"I feel like today it was a little bit of a disappointment," Thomas said. "But I've played pretty well and I scored pretty well for how poorly I played today. I didn't hit many good shots and didn't really putt very well. I just kind of scraped it around.
"But I made the cut in a tour event as an amateur. I'm just finishing so I'm still kind of down on myself but I'm sure as the day progresses I'll look at the positives and I'm just going to go and try to shoot low on the weekend."
The Greenbrier Classic isn't quite Thomas' first foray into the pro game. He played in the 2009 Wyndham Championship and made the cut, becoming the third-youngest player to do so on the PGA Tour.
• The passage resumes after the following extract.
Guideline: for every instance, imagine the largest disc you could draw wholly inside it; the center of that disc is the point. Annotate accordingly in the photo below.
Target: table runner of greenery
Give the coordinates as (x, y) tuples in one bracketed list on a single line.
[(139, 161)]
Despite his success, Thomas said he isn't anywhere near ready to follow in Cantlay's footsteps as far as turning pro.
"Not really," Thomas said when asked if he'd given becoming a professional any thought. "I've got a lot of things I want to do as an amateur still before I can really think about that."
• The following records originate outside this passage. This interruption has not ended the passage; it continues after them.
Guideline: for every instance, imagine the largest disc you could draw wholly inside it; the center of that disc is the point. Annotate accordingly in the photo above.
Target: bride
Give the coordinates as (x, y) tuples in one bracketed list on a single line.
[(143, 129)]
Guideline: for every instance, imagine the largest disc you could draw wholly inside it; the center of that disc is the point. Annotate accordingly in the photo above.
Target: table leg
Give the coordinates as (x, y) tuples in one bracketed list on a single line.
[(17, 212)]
With the move to the pro ranks, Cantlay has to give up his exemption into the British Open to capitalize on a sponsor's exemption into three PGA Tour events. The reason is simple: Cantley is trying to finish in the top 125 in earnings to avoid having to go through the dreaded qualifying school.
But just like Thomas is comfortable with where he is, Cantlay insists he is happy and confident with his decision.
"I think it's totally up to your own personal situation and what you've got going on with your family and inside your head," Cantlay said. "I don't think it's right for anyone to speculate on what's right and wrong."
There is an outside chance the two could be paired up for the third round round. Regardless of how far Cantlay will ascend, he has had one eye behind him and on Thomas.
"Justin Thomas is a really good player," Cantlay said. "I hope he does well."